In the present specification, the average grain size of the tungsten carbide grains means D50 of the equivalent circle diameter (Heywood diameter) of the WC grains contained in the cemented carbide (equivalent circle diameter at which the cumulative number-based frequency is 50%) , mean the median diameter D50). A method for measuring the average particle diameter of the tungsten carbide particles is as follows.

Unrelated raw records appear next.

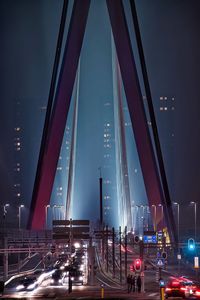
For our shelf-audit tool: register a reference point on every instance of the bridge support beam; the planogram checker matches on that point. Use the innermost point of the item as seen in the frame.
(136, 108)
(60, 111)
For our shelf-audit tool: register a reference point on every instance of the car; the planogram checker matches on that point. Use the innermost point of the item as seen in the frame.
(175, 289)
(76, 277)
(57, 277)
(27, 284)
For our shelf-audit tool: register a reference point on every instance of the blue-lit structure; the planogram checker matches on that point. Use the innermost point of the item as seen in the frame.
(123, 71)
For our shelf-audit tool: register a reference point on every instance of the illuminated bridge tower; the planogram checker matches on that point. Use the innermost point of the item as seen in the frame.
(155, 183)
(122, 178)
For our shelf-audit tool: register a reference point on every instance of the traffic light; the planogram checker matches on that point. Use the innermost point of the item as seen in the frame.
(136, 239)
(131, 268)
(191, 244)
(164, 255)
(138, 265)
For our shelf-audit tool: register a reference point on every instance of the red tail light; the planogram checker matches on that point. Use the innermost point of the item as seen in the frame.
(197, 293)
(175, 283)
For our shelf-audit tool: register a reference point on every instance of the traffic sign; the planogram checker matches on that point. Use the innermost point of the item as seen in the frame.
(160, 262)
(164, 255)
(149, 239)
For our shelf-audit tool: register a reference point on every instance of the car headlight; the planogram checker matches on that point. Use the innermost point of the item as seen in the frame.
(20, 287)
(31, 286)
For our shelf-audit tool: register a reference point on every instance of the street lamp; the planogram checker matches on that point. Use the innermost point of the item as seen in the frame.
(195, 219)
(4, 214)
(4, 209)
(46, 214)
(162, 215)
(20, 207)
(155, 216)
(57, 206)
(178, 220)
(178, 225)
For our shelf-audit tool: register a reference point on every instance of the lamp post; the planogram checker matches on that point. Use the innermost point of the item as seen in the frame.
(46, 214)
(178, 222)
(155, 216)
(162, 215)
(195, 219)
(57, 206)
(4, 214)
(178, 225)
(20, 207)
(4, 208)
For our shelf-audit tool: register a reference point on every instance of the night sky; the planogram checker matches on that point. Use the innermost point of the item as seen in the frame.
(170, 34)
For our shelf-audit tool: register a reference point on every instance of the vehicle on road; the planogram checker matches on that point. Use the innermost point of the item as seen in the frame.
(76, 277)
(175, 289)
(57, 277)
(27, 284)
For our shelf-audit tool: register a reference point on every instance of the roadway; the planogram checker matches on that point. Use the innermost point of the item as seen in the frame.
(111, 285)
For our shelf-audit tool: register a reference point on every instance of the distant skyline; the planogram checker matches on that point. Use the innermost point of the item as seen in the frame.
(170, 34)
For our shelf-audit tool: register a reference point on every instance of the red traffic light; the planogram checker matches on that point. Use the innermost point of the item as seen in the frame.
(138, 265)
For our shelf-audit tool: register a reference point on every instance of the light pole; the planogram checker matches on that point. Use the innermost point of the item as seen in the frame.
(178, 222)
(57, 206)
(4, 214)
(155, 216)
(20, 207)
(195, 219)
(162, 215)
(4, 208)
(46, 214)
(178, 225)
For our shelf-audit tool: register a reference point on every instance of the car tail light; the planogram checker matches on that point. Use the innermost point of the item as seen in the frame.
(197, 293)
(175, 283)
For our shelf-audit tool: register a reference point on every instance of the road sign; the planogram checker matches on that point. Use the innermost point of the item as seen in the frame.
(196, 262)
(149, 239)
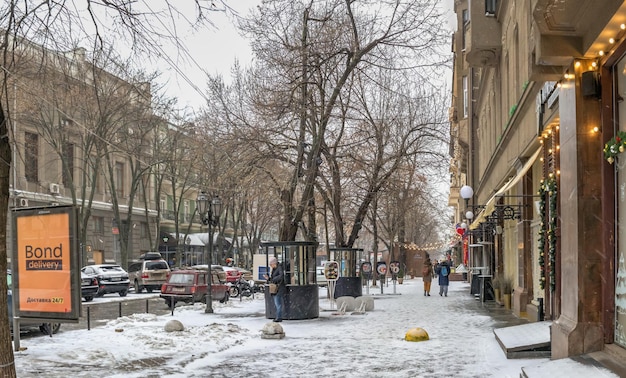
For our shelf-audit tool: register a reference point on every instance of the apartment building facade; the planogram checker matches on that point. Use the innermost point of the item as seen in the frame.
(536, 133)
(83, 136)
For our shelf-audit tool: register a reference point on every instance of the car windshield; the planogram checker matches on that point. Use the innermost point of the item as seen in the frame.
(111, 268)
(182, 278)
(154, 265)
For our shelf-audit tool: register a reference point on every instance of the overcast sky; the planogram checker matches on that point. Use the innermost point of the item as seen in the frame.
(215, 50)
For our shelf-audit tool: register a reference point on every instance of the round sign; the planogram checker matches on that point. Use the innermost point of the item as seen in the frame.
(381, 268)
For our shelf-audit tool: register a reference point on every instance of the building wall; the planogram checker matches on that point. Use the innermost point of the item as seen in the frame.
(540, 43)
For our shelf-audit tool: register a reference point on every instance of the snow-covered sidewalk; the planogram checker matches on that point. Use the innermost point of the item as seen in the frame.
(228, 343)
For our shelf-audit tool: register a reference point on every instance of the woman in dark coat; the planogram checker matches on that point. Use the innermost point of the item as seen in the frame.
(427, 275)
(443, 271)
(277, 277)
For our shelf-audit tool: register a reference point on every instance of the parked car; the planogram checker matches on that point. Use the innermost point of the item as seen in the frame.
(45, 328)
(191, 286)
(149, 274)
(111, 278)
(88, 286)
(215, 268)
(321, 277)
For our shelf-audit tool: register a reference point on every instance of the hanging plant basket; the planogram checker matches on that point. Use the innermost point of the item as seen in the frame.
(547, 231)
(615, 146)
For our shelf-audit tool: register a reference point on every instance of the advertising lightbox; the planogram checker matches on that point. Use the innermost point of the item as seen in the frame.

(A3) After binarization in the same manner as (A1) to (F1) in the method for measuring the tungsten carbide particle content, the binder phase content, and the hard phase particle content of the cemented carbide Identify the region where the tungsten carbide grains exist on the image of .

(B3) A single rectangular measurement field of view of 24.9 μm×18.8 μm is set in the image after the binarization process. Using the above image analysis software, the outer edge of each tungsten carbide grain in the measurement field is specified, and the circle equivalent diameter (Heywood diameter: equal area circle equivalent diameter) of each tungsten carbide grain is calculated.

(C3) Based on all the tungsten carbide particles in the measurement field, D50 of equivalent circle equivalent diameter of the tungsten carbide particles is calculated.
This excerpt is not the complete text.